= Steve Lawless =

Irish road racing cyclist and sports administrator

Steve Lawless (born 1937 or 1938) from Dublin, Ireland, was an Irish road racing cyclist and later cycling administrator, holding office at club and national level in Irish cycling over more than 15 years, including spells as co-director of the Tour of Ireland stage race and as national president, and helping to drive the unification of the sport on the island of Ireland.

==Cycling career==
Lawless began cycling with the Dublin Wheelers cycling club in the 1950s, participating in road races and time trials.

===National roles===
Having held various club offices, he was nominated by the Dublin Wheelers and elected as General Secretary of the internationally recognised cycling federation, the CRÉ, in 1960, at the young age of 22. He stepped down from two posts, General Secretary and International Secretary, in 1968, but continued as a member of the executive.

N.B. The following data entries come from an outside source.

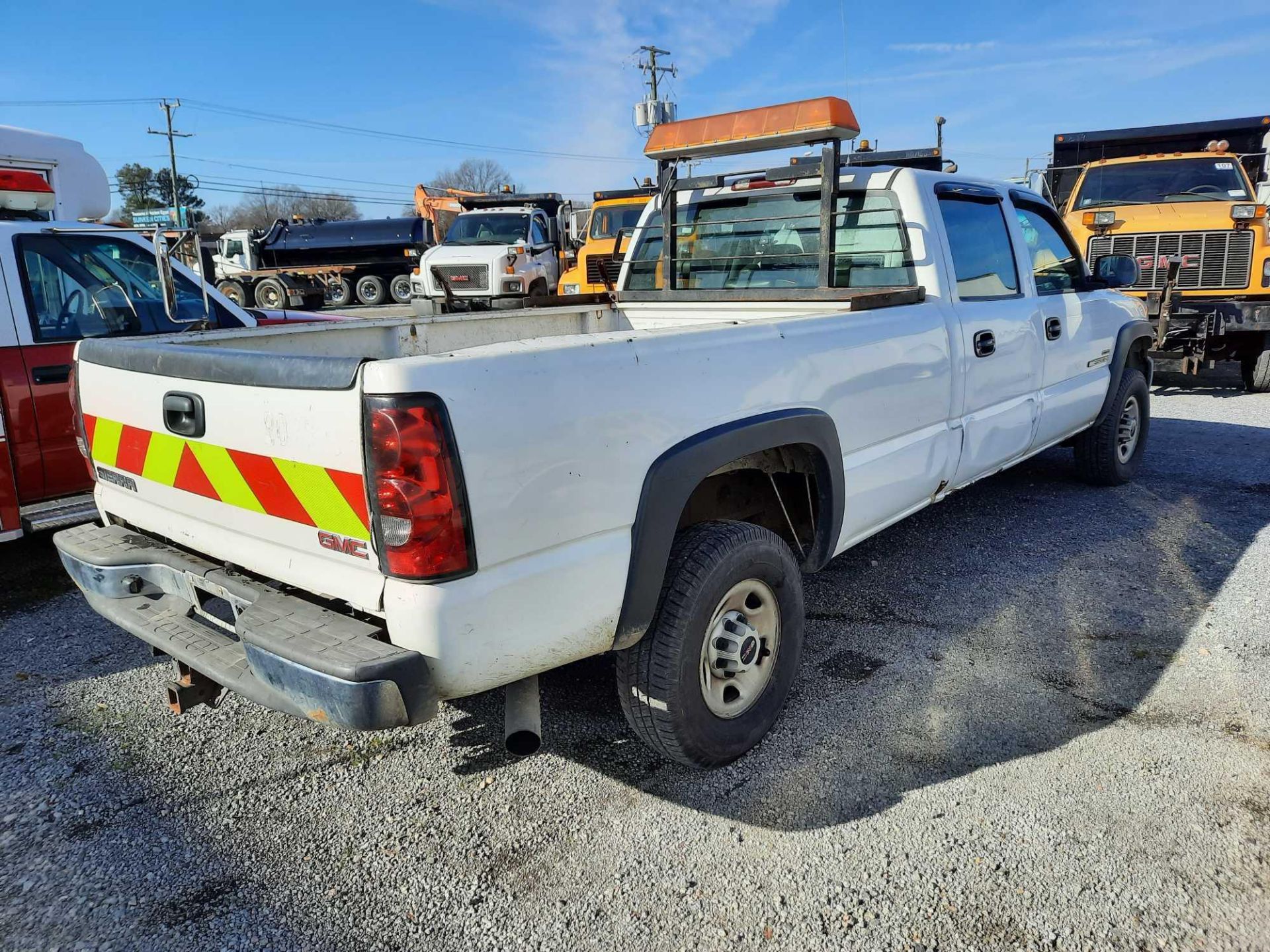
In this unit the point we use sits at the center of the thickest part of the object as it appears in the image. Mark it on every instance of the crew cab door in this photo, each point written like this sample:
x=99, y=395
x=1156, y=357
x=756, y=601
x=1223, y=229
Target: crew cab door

The Dublin Wheelers were very active in national cycling governance in the 1960s and 1970s, with, in 1972, for example, Liam King as general secretary and Joe Doyle as treasurer, in addition to Donal O'Connell as road racing secretary, Paddy McInerney time trial secretary, and Lawless organiser of the Tour of Ireland, while Willie Marks also competed for a national committee general position. Along with Ian Gallahar as P.R.O. for several years, all of these served many years in national sport organisation.

Having been elected afresh as General Secretary in 1973, after two years Lawless ran for the post of national cycling president in 1975. As president in 1978, he played a leading role in the final negotiations which led to the form of the provisional national unity body, the Tripartite Committee. After the successful formation of the permanent unified national federation, then the Federation of Irish Cyclists (FIC), Lawless took an eight-year break from national administration, returning in 1988 as Chairman of a newly-formed Mid-Eastern Regional Committee.

===Later club career===
He was chairman of the Dublin Wheelers as late as 1989.